A la sombra del asombro
En cuestión de muy pocos meses, la mayoría de nosotros ha tenido noticia de la irrupción de la inteligencia artificial.
ChatGPT, por ejemplo, se presenta como una herramienta cargada de increíbles posibilidades.
Le pides a una máquina que te redacte un texto o te diseñe una imagen y, dándole unas breves indicaciones, resuelve en segundos el reto que se le plantea.
Me pregunto si tenemos que tener miedo.
Hay quien dice que muchas de las profesiones que hoy conocemos, en 25 años, desaparecerán.
Podemos ir preparándonos, eso es seguro, para ser sustituidos en muchas de las labores que, a diario, realizamos. Se aproxima una nueva revolución social, como ocurrió con la industrial, en la forma de trabajar. Se tratará de un cambio difícil de gestionar pero no dramático: profesiones y preparaciones distintas y modos nuevos de poner nuestros talentos a funcionar.
Tal vez mi ignorancia resulta temeraria pero, en realidad, lo único que me da miedo es que, ante las deslumbrantes opciones que ofrece la tecnología, callemos la voz de los poetas, el grito de los artistas. Diréis que soy insistente con el tema pero es que tengo el convencimiento de sus voces son miradas imprescindibles, que nos descubren la belleza de lo real, de lo prosaico y menudo, de lo anodino frente al brillo hipnotizante de lo virtual.
Y esa forma de asombrarse, de mirar y admirar la realidad es una chispa que nace del alma humana que sabe preguntarse, que indaga, que sufre, agradece, conversa, duda, es vulnerable, conoce los límites y necesita - para completarse- expresarse y encontrarse con los demás.
Este es el fin de todo arte, el de los poetas, los pintores, los bailarines, los escultores, diseñadores o los músicos: propiciar un encuentro en el que dos universos - el del artista y el del espectador- hablen, vibren, compartan la mutua condición humana cargada de preguntas, de fragilidades, de miedos, de alegrías, de dichas, de gozos, de paradojas y de incertidumbres.
Una máquina puede darme respuestas pero no avanzar conmigo en la búsqueda de sentido y motivos para vivir.
Un algoritmo no me va a enseñar a amar, ni a disfrutar de la suerte de estar vivos.

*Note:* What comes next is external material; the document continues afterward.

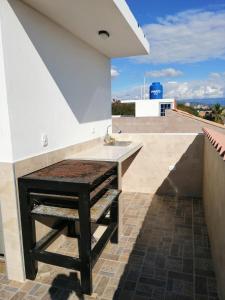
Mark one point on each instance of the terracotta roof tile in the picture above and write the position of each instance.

Así que no tengo miedo a la IA. El aprendizaje- diría más bien la sabiduría-no puede venir dado en cuestión de segundos. Es una tarea que se forja con el paso del tiempo, se gesta, ¡se alumbra! a través de los acontecimientos, la contemplación pausada, los errores, el sentido del humor, las buenas lecturas, los empachos de belleza natural o creada y el goce que viene de amar y ser amado. Estamos salvados mientras custodiemos y valoremos todo que nos hace verdaderamente humanos.
Y es que la sabiduría no se alcanza con algoritmos, sólo asombrándose.
La encontramos lejos, muy lejos, de las pantallas.